Already-amorous tom turkeys are gobbling with gusto in the predawn. Meanwhile, the turkey hunters who will seek them are driving their families crazy, practicing their calling techniques for luring a lovesick tom into shotgun or bow range.

Their worlds collide a half-hour before sunrise April 15, when the first of eight Minnesota turkey seasons this year begins.

To the nonhunter, waylaying a springtime gobbler might appear to be a cinch. After all, turkeys boldly strut, seemingly unconcerned, in the road ditches as we pass in our vehicles. Or romantic toms sometimes strut and gobble in our back yards.

But try to attract a romantic tom on a spring day, and any hunter soon will realize the birds are not as stupid as they appear.

In 1981, I first chased turkeys in extreme southeastern Minnesota. I hunted hard for five days, and I finally bagged a bird on the last day of the season. I lured the turkey into shotgun range by imitating the calls of a hen looking for male companionship.

Now, owing to a successful trapping and transplant program conducted by the Minnesota Department of Natural Resources and the National Wild Turkey Federation, turkeys thrive in the woods and fields near my home south of Brainerd — and points north, too. The birds are undoubtedly a wildlife success story.

At times, bagging a tom turkey is relatively easy. Last spring, when my alarm went off at 4 a.m. on the opening day, I was met with heavy snow and strong wind.

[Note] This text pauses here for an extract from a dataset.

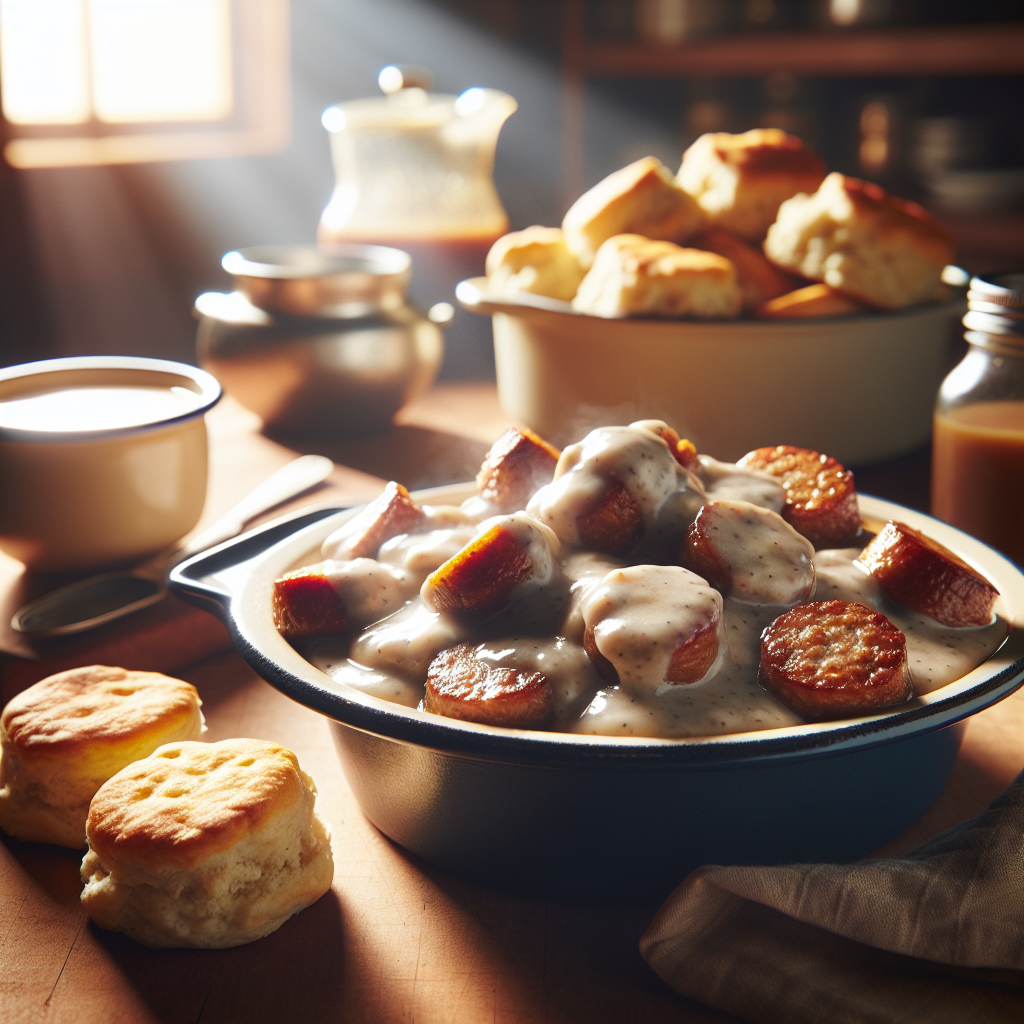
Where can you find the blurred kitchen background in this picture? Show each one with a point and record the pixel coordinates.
(114, 214)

After a short drive with windshield wipers on high, I arrived at my hunting location. I had little confidence in calling in a tom. It was a near-blizzard.

Yet, I immediately heard a gobble when I exited my truck. Then another. For whatever reason, at least two toms were actively gobbling.

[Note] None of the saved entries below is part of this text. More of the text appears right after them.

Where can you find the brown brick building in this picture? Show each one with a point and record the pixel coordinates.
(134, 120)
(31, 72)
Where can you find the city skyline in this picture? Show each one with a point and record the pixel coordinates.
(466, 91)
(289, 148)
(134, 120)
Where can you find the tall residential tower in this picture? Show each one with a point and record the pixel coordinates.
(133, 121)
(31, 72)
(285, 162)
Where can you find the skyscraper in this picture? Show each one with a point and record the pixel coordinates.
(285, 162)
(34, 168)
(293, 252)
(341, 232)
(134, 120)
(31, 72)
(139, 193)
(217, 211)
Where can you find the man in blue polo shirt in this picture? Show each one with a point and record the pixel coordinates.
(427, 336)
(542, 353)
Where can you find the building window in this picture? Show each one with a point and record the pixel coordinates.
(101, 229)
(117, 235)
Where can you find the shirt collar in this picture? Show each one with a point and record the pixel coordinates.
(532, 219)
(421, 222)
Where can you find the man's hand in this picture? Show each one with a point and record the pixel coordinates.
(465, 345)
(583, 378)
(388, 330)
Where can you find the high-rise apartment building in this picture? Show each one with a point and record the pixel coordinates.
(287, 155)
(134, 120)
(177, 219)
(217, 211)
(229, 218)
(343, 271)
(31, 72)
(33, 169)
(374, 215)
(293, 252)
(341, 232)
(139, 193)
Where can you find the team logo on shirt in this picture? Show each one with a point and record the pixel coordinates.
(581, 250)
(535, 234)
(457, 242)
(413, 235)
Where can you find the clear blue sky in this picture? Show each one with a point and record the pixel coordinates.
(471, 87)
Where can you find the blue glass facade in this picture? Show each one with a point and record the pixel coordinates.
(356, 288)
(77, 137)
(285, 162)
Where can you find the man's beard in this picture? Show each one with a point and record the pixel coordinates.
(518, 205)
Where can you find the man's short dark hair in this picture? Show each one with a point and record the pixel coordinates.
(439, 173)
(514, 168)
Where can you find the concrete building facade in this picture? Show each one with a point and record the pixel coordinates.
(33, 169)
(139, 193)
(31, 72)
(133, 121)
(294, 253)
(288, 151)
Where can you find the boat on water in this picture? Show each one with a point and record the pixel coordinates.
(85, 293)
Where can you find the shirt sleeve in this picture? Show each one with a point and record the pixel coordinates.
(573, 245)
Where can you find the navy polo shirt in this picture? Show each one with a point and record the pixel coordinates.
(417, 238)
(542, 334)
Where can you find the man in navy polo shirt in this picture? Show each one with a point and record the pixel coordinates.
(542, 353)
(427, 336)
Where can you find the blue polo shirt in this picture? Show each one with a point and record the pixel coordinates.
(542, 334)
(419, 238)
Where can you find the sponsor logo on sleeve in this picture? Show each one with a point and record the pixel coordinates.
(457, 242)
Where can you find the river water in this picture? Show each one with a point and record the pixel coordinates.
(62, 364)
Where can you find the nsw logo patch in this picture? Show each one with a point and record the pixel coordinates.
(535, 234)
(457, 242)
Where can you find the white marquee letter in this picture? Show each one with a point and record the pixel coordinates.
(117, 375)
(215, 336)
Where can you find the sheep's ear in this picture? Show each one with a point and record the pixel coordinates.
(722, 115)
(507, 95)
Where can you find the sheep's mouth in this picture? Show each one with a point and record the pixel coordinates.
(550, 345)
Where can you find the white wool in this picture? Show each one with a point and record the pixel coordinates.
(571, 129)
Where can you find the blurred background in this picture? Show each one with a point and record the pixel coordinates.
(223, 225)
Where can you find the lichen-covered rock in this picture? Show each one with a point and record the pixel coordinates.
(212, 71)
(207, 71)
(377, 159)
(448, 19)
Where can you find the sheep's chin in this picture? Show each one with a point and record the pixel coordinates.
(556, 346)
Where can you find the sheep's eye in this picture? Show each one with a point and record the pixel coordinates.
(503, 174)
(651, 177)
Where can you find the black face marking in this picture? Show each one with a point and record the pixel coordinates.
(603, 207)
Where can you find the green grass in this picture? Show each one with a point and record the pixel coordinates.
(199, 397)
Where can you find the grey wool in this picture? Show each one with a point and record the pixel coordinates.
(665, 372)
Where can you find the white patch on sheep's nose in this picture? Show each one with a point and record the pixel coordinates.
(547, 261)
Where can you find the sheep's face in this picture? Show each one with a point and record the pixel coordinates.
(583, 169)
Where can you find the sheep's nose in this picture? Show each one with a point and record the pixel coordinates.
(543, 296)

I dared enter the woods only about 50 yards from my truck for fear of flushing the birds. There I hunkered down in the snow, my back to a tree, my shotgun propped on a knee. Soon I heard the sound of wing beats. The toms flew to the ground from their perches in a big white pine less than 100 yards off.

Using my favorite diaphragm call, I mustered my most seductive yelps. The turkeys responded with thunderous gobbles. After a cat-and-mouse game of roughly 10 minutes, both toms strutted side by side down a logging road and into shotgun range. One of them went home in the back of my truck.

Of course, a turkey in the bag does not always come that easily.

A few years ago I hunted a specific tom for the entire five- day season, and never got within gun range. The turkey was noticeably noisy, often gobbling even during midday. I never saw him with a hen, and his only response to my calling was for him to gobble.

Then, late in the afternoon on the final day of my hunt, he answered my calling. He gobbled and then strutted across a picked cornfield. He was a sight.

I was prone and well-hidden behind a deadfall along the edge of a woodlot. The big, colorful bird suddenly became attentive when he was about 70 yards away. He broke from the strutting position, his head now up and alert. A bad sign.

The tom reversed course and ran all the way across the field and out of sight about a quarter-mile away.

What spooked him? Who knows? I ended that arduous five-day hunt birdless.

Bill Marchel, an outdoors writer and photographer, lives near Brainerd.